An absorbing and moving page-turner

I experienced some initial difficulty sinking myself in Mac's narration. But I was soon hooked and unable to pull myself away from what proved to be an absorbing page-turner.

When Madeline Was Young is a moving story of a Middle American family, and Mac is a narrator who is easy to like. In fact, all the characters in this book are likable.

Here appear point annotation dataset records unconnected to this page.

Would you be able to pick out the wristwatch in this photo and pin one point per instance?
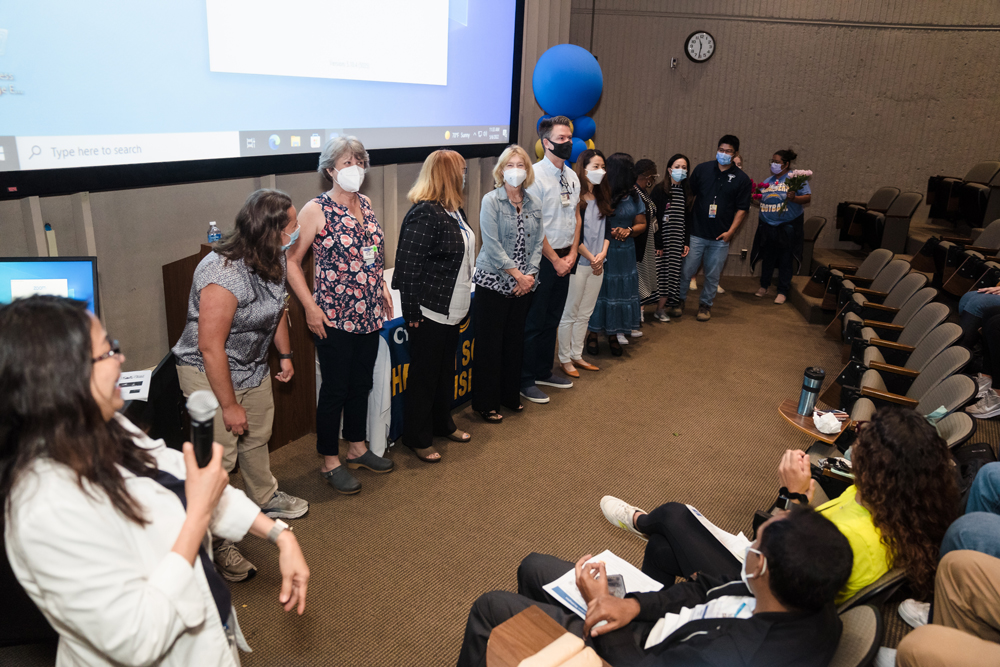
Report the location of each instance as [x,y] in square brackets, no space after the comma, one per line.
[278,528]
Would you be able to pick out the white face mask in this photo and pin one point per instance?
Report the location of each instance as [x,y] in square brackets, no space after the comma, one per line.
[514,176]
[743,571]
[350,178]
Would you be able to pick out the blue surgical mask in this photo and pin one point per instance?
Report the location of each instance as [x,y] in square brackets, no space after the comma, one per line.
[743,571]
[294,236]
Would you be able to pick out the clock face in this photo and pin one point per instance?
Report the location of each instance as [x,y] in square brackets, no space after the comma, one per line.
[700,46]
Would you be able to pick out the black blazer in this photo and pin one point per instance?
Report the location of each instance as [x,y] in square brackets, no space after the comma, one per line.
[428,258]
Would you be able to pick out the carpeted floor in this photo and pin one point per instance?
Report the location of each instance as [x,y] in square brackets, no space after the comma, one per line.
[688,413]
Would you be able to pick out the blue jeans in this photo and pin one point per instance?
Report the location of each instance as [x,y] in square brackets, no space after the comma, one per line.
[711,254]
[979,529]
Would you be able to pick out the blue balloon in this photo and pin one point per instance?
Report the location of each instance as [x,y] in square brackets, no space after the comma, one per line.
[567,81]
[584,127]
[538,125]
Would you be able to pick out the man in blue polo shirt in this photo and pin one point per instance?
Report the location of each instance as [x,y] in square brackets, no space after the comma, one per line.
[721,201]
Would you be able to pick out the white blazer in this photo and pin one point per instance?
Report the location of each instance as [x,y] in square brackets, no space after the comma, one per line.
[114,590]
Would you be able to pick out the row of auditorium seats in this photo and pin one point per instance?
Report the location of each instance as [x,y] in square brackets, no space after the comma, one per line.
[971,200]
[881,222]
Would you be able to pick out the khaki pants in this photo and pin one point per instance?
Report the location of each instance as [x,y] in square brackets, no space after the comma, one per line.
[251,447]
[966,628]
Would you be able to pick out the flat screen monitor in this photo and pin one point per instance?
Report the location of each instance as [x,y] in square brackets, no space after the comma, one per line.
[118,93]
[73,277]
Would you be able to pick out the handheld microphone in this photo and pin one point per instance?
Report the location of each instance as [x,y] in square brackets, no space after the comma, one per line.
[202,406]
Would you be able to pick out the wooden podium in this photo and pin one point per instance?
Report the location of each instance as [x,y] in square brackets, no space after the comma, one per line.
[522,636]
[294,402]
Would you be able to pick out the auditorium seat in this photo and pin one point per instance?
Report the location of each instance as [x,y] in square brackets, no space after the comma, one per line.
[886,320]
[811,229]
[938,340]
[848,211]
[895,229]
[862,275]
[943,192]
[898,344]
[874,307]
[951,393]
[878,289]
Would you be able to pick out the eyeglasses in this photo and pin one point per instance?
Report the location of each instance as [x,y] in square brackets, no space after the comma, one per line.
[113,352]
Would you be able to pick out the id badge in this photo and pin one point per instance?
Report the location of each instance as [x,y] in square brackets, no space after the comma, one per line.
[368,254]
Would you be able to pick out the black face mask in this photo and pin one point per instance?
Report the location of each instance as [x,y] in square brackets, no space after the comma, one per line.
[562,151]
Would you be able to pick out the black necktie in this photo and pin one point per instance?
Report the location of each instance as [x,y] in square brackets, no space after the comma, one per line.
[220,590]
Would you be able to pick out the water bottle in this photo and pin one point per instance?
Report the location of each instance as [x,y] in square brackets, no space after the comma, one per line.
[811,384]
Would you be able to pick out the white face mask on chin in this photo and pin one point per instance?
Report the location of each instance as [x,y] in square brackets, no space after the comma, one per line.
[350,178]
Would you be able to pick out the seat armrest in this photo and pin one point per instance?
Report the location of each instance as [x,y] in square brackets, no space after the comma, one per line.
[870,292]
[890,345]
[875,324]
[867,392]
[890,368]
[878,306]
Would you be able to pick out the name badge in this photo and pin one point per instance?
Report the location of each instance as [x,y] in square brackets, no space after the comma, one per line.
[368,254]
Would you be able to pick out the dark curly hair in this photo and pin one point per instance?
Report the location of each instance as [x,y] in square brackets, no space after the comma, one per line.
[905,477]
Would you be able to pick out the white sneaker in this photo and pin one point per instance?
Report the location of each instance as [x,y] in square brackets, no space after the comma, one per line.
[988,406]
[983,384]
[620,514]
[915,613]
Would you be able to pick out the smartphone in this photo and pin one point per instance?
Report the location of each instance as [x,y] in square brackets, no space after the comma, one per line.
[616,585]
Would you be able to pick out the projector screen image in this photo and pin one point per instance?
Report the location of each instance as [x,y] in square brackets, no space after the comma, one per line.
[117,82]
[72,277]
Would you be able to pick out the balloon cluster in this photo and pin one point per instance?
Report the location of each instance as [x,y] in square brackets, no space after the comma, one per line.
[568,82]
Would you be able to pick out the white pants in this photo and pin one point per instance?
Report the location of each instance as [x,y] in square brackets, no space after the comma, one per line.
[584,287]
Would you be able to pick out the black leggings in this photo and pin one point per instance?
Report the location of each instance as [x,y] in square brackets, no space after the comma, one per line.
[679,545]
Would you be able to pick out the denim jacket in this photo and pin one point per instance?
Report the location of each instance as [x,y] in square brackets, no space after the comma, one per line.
[498,227]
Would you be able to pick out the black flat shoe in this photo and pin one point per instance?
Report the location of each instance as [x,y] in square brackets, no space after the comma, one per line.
[616,347]
[490,416]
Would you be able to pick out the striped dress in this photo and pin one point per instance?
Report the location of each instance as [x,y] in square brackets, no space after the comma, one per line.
[669,264]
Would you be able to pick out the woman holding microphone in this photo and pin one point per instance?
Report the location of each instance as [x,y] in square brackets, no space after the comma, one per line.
[104,526]
[510,221]
[345,309]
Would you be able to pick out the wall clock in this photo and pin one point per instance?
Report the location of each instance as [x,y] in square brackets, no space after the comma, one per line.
[699,46]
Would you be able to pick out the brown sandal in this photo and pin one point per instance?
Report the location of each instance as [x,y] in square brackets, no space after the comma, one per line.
[426,452]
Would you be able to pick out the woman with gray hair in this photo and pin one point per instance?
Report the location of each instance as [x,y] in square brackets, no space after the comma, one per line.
[346,308]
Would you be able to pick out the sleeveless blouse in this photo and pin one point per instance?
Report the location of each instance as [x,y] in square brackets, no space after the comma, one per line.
[348,290]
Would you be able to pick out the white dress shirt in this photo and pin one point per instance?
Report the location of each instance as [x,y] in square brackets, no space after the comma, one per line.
[114,590]
[559,221]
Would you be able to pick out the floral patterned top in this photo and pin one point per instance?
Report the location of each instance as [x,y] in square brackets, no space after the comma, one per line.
[347,289]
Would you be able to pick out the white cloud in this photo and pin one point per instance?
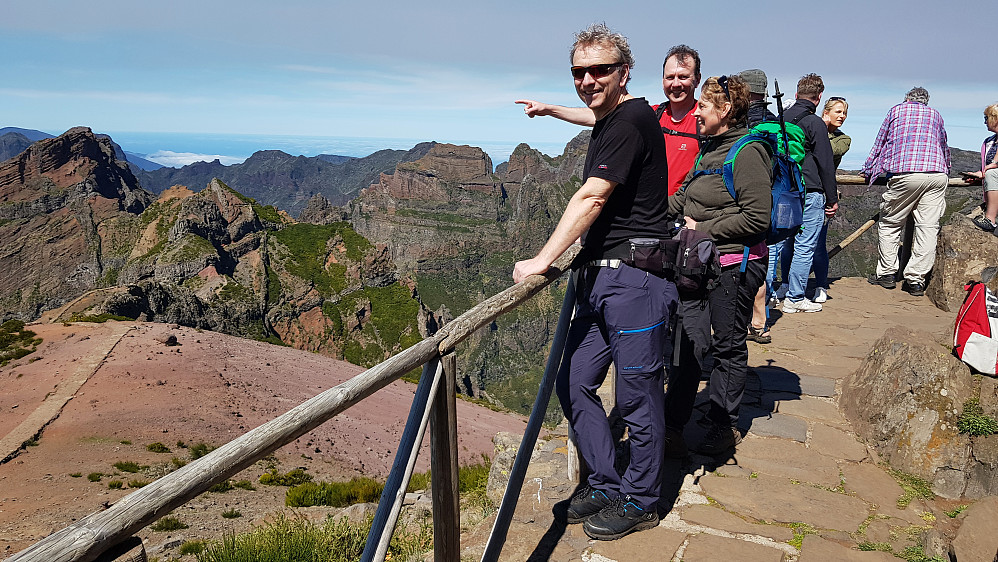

It is eldest child Mac's story of when he was young, and he is using the hook of his parents and Madeline's relationship to tell us what he learned about love.

The story that unfolds is a reminder that coming of age can take a lifetime. For Mac, this story can be told in his relationship with his mother, with Madeline, and with his cousin Buddy. Mac, who knows Madeline as a sister, narrates the story, and the focus is more on how Madeline affected Mac and his family.

Madeline had married Mac's father Aaron, who incidentally met Mac's mother Julia at their wedding. Madeline and Aaron settled into domestic bliss, the young bride who loved cooking and planning to mother eight children. Then tragedy struck. A bicycle accident puts Madeline in a coma with multiple injuries, including permanent brain damage. This results in her losing her memory and personality.

When Madeline returns home from the hospital, she was essentially a seven-year-old child in the body of a 25-year-old woman. Now Mac is suddenly too aware of the odd situation.

Meanwhile, Mac's mother Julia, a nurse, cared for Madeline in the hospital. Julia and Aaron ate together in the hospital cafeteria. After Madeline returned home, Aaron invited Julia to see the museum in which he worked as an ornithologist.

The two grew closer. As time went by, Madeline and Aaron divorced, Julia and Aaron married. Mac is a sympathetic character. His inaction, his calculated blindness are his flaws, but author Jane Hamilton is clever enough that these serve to make him real, rather than dull.